18 aprile 2009

Briatico Violenza criminale: furti e danneggiamenti a catena nelle abitazioni delle vacanze di località "Punta Safò" e "Brace uno"

Villetta incendiata due volte in dieci giorni Il Sindaco chiede maggiori controlli: molte persone hanno messo in vendita le loro case
di Lino Fresca


Incendi, furti e danneggiamenti. È quanto si verifica, da un anno a questa parte, nelle contrade "Punta Safò" e "Brace 1" del comune di Briatico che in inverno sono due lande desolate. Terre di nessuno dove le numerose ville disabitate sono in balia di vandali e ladruncoli. Negli ultimi mesi alcune di queste case estive sono state date alle fiamme. Altre sono state letteralmente svuotate di arredi o danneggiate. Quanto accade in queste due zone potrebbe essere finalizzato a creare un clima di tensione tra i proprietari per costringerli a pagare la guardiania.
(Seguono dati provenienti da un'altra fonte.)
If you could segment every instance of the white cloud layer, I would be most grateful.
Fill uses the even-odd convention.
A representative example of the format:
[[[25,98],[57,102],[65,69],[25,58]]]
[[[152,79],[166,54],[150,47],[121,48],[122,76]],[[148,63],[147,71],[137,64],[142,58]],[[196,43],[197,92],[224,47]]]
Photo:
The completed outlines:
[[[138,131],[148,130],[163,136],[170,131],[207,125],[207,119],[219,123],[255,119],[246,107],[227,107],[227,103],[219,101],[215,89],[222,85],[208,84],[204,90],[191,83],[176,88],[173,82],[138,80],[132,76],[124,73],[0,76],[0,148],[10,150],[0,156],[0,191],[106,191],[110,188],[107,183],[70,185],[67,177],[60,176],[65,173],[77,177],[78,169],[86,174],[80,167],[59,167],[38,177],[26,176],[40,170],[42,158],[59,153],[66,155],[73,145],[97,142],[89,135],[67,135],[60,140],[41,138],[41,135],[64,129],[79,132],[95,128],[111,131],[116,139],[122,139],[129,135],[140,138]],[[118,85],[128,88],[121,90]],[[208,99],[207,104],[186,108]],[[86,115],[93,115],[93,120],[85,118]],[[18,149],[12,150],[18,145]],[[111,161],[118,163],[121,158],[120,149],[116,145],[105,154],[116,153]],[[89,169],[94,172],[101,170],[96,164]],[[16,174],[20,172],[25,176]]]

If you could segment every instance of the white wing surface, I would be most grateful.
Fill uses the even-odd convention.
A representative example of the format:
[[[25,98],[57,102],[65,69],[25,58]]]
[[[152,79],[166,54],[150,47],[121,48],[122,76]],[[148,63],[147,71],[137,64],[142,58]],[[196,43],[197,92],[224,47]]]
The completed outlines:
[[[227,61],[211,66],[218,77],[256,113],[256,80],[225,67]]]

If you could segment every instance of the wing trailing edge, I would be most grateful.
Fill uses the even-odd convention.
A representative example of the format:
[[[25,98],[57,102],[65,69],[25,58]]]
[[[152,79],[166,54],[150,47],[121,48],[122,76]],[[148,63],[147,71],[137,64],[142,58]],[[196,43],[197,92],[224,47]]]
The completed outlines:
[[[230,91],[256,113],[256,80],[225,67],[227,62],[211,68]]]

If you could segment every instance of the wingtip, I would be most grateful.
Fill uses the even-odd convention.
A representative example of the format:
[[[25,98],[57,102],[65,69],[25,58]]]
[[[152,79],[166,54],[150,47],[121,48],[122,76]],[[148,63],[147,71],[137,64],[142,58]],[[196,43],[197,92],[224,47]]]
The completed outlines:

Aggirandosi per le strette strade di Punta Safò si ha la sensazione che qualcuno degli abitanti del luogo vorrebbe parlare. La paura, però, li frena perchè sanno già cosa potrebbe capitare alle loro abitazioni per una parola di troppo.
Bocche cucite, quindi, tra i proprietari di queste strutture abitative per paura di possibili ritorsioni. Nonostante la consegna del silenzio, però, i raid incendiari, le "visite" dei ladri, i danneggiamenti ai giardini con il taglio di alberi ornamentali e da frutta, in questi ultimi mesi, si sono moltiplicati. A confermarlo è lo stesso primo cittadino, Andrea Niglia, il quale sostiene che questi episodi, che andrebbero fermati con controlli del territorio più rigidi, stanno spopolando le due zone ad alta densità turistica. «I danni per l'economia locale – aggiunge il Sindaco – sono notevoli. Negli ultimi mesi numerose persone hanno deciso di mettere in vendita le loro abitazioni perchè non si sentono sufficientemente tutelate. Se l'esodo dovesse essere massiccio sarà un grosso contraccolpo anche per le strutture turistiche che in località Punta Safò sono numerose. La nostra economia dipende dall'industria turistica. Se viene meno questa per la nostra comunità sarebbe la fine». Per fermare l'esodo verso altre località turistiche il primo cittadino chiede il rafforzamento dei controlli da parte delle forze dell'ordine soprattutto nelle ore notturne.
Gli ultimi incendi sono di poche giorni fa. A finire nel mirino dei soliti ignoti due ville ubicate nelle contrade Punta Safò e Brace 1. Una di queste abitazioni è del dentista Antonio Naccari il quale non sa darsi una risposta dopo che la sua villa è stata, in pochi giorni, per ben due volte di fila data alle fiamme. «Non ho mai subito – taglia corto il dentista – alcuna richiesta estorsiva o minaccia».
Dopo i raid incendiari dei giorni scorsi contro l'abitazione dell'odontoiatra vibonese, alcuni abitanti del luogo sostengono che nella zona si vedono più carabinieri. «Questo non è sufficiente – ribadiscono –. Per scoraggiare i malintenzionati occorre ben altro. Come prima cosa i carabinieri dovrebbero intensificare i controlli nelle ore notturne. In particolare dalle 23 alle 4. Alcuni mesi fa in una villa che si trova a poche centinaia di metri da casa nostra sono stati rubati tutti gli arredi. Se ci fossero stati maggiori controlli i ladri non avrebbero avuto il tempo di ripulire da cima a fondo un'abitazione posta su due piani. Per frenare questo assalto continuo alle nostre abitazioni dalle forze dell'ordine ci aspettiamo ben altro»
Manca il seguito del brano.